How AI Misuse in Junior Lawyer Supervision Exposes Broader Risks
Recent court cases involving generative AI errors have exposed gaps in how law firms supervise junior lawyers and paralegals. The cases reveal that AI tools can mask poor work practices and create false confidence in less experienced staff, complicating the already difficult task of remote supervision.
Supervised legal practice typically lasts 18 to 24 months after admission. Despite its longevity, the arrangement remains a source of dissatisfaction for some junior lawyers. Most supervision issues never reach courts or disciplinary tribunals. The AI cases are useful precisely because they illustrate ordinary supervision failures rather than extreme circumstances.
How AI Errors Exposed Supervision Gaps
In Murray on behalf of the Wamba Wemba Native Title Claim Group v State of Victoria [2025] FCA 731, a junior solicitor working remotely used generative AI to generate citations for court documents.
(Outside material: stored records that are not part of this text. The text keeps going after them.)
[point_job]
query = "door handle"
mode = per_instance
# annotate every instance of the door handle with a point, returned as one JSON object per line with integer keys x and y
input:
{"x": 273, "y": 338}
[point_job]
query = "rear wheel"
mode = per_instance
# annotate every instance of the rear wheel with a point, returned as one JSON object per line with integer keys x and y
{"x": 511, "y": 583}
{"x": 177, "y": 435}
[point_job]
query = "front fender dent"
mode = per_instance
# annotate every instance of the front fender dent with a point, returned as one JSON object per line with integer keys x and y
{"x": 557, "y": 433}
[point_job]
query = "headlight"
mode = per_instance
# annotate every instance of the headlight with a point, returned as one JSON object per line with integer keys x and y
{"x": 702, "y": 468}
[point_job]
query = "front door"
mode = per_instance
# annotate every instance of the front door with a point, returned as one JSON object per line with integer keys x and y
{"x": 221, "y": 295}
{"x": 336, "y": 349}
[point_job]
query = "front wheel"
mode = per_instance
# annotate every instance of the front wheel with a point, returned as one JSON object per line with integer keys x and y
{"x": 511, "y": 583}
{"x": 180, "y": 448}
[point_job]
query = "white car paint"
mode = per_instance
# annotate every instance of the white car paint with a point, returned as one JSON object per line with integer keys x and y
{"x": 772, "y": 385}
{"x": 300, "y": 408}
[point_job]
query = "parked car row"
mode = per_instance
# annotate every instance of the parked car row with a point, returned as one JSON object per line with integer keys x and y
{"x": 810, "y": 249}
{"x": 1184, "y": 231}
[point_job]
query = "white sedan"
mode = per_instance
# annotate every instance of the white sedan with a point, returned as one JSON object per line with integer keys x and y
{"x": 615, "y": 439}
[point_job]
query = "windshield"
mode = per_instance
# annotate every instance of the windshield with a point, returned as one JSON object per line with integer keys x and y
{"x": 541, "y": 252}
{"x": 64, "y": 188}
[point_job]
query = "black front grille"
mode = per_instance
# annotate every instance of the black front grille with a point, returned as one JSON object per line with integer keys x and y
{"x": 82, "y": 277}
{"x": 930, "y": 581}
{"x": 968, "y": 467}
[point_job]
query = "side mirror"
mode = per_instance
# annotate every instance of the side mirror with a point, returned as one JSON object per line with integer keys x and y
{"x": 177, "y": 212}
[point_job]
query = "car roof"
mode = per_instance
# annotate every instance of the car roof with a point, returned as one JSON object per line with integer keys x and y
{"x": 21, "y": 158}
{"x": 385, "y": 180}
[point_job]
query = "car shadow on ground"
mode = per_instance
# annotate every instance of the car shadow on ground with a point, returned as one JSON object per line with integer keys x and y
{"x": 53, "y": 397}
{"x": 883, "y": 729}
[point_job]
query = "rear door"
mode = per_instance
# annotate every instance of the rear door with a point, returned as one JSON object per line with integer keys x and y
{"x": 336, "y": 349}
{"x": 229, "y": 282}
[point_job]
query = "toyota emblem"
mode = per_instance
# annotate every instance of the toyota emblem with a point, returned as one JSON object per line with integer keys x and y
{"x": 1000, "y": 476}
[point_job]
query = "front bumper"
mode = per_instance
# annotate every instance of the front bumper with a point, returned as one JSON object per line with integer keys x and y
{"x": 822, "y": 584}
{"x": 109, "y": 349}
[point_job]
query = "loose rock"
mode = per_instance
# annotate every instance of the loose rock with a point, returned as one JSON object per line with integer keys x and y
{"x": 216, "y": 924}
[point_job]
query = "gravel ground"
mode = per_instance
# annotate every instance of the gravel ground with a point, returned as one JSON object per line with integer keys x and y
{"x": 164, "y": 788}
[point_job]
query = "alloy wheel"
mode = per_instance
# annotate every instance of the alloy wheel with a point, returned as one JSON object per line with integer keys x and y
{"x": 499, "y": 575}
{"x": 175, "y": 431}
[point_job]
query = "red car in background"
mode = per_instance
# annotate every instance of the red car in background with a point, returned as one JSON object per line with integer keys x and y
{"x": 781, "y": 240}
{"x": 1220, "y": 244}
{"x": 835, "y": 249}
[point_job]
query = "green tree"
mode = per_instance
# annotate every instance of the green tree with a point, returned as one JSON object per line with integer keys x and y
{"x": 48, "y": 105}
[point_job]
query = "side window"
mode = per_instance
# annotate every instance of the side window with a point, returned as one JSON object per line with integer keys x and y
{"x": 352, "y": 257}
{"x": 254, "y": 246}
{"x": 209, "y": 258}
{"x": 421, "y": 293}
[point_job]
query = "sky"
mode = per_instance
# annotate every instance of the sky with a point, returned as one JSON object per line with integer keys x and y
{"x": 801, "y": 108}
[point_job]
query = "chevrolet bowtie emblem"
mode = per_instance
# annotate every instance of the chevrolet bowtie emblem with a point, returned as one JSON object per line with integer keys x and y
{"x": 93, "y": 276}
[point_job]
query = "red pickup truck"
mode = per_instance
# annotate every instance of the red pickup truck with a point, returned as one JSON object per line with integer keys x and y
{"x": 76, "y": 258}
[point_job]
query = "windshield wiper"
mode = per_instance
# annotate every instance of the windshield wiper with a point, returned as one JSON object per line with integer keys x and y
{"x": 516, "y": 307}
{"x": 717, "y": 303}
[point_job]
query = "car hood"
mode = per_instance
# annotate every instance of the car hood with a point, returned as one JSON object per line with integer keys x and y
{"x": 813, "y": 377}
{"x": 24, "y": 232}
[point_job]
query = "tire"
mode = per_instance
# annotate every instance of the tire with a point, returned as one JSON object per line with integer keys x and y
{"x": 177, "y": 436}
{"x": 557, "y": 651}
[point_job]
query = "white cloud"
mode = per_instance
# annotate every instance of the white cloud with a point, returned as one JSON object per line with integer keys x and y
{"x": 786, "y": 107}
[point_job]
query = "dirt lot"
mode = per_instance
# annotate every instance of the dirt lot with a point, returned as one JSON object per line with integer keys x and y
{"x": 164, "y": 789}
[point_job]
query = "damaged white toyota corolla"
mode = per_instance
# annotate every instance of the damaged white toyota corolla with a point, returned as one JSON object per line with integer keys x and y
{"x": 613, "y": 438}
The solicitor deposed to preparing footnotes without access to either physical or electronic copies of the documents being cited. No one checked the work before filing.
The supervising solicitor described work as "performed collaboratively between team members." But collaboration without verification created a blind spot. The firm had no policy, guidance, or accepted practice for how remote work should be conducted or how checking should occur.
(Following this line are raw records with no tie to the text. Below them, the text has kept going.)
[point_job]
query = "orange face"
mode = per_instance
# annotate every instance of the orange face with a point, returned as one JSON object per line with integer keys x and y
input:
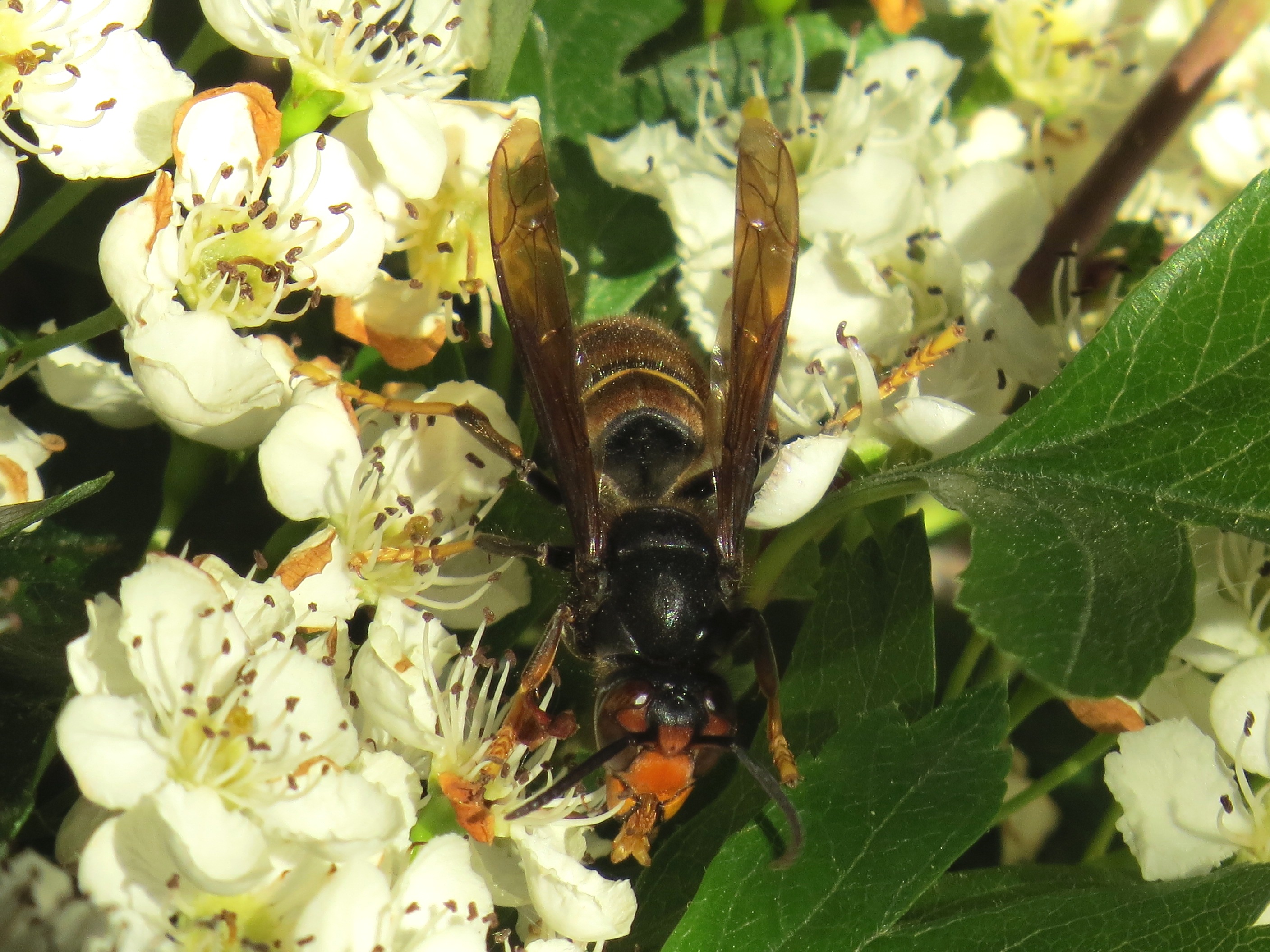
{"x": 657, "y": 781}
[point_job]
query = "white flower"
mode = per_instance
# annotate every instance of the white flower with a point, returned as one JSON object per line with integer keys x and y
{"x": 220, "y": 734}
{"x": 1185, "y": 808}
{"x": 237, "y": 231}
{"x": 438, "y": 216}
{"x": 1233, "y": 142}
{"x": 301, "y": 903}
{"x": 74, "y": 377}
{"x": 9, "y": 182}
{"x": 389, "y": 492}
{"x": 1175, "y": 789}
{"x": 903, "y": 237}
{"x": 390, "y": 60}
{"x": 224, "y": 245}
{"x": 442, "y": 707}
{"x": 22, "y": 451}
{"x": 40, "y": 911}
{"x": 98, "y": 96}
{"x": 571, "y": 899}
{"x": 1232, "y": 593}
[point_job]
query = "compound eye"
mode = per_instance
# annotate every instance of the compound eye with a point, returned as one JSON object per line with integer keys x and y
{"x": 628, "y": 705}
In the English case Ayinde v London Borough of Haringey; Al-Haroun v Qatar National Bank [2025] EWHC 1383 (Admin), a pupil barrister claimed to have received no supervision of her written work in the second half of pupillage. The High Court questioned whether those responsible for her training, supervision, and allocation of work had failed in their duties.
The Australian family law case Mertz & Mertz (No 3) [2025] FedCFamC1A 222 involved a paralegal, solicitor, and two counsel. The paralegal used AI to alphabetise references, then inserted some into footnotes-generating hallucinated material. The solicitor's explanation did not identify which AI program was used, what training the paralegal had received, or what guidance existed around AI use. The court ordered the solicitor to pay $10,000 towards the respondent's wasted costs.
The Trust Problem
AI complicates the trust relationship between supervisor and supervisee. Fluent writing and fast research completion can mask lack of skills or adherence to proper work methods. Someone using AI without disclosure may appear more capable than they actually are.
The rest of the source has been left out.